Quick Intro to R

About the R language, briefly

If you are used to traditional computing languages, you will find R different in many ways. The basic ideas behind R date back four decades (to the S language of Chambers, Becker and Wilks] and have a strong flavor of exploration: one can grapple with data, understand its structure, visualize it, summarize it etc. Therefore, a common way people use R is by typing a command and immediately see the results. (Of course, scripts can also be written and fed to R for batch execution.)

The core of R itself is reasonably small, but over time, it has also become a vehicle for researchers to disseminate new tools and methodologies via packages. That is one reason for R’s popularity: there are thousands of packages (12000+ as of this writing) that extend R in many useful ways.

The CRAN website is a crucial resource, hosting all the software, documentation and manuals.

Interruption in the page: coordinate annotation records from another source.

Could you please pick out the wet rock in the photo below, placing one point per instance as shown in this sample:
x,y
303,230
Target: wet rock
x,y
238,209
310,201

Some detail on the language

A very brief run-through.

R Style and Nomenclature

  • R variable names frequently contain periods and underscores. Example: male.cholesterol or male_cholesterol

  • R users tend to use the word objects to refer to R variables, functions, datasets, etc. This refers to something more than object in an object-oriented programming style.

  • John Chambers: Everything that exists in R is an object. Everything that happens is a function call.

So, in R, all action occurs via functions. Even something as simple as

1 + 2
## [1] 3

is computed via a function call.

  • You can use = or <- for assignment, but <- is better

Vectors and Indexing

  • R uses 1-based indexing!

  • R has no concept of a scalar. A scalar is simply a vector of length
  • R can handle both numeric and non-numeric (non-numeric) data. Beware R shows its statistical origins in that some non-numeric data may be automatically converted to factors.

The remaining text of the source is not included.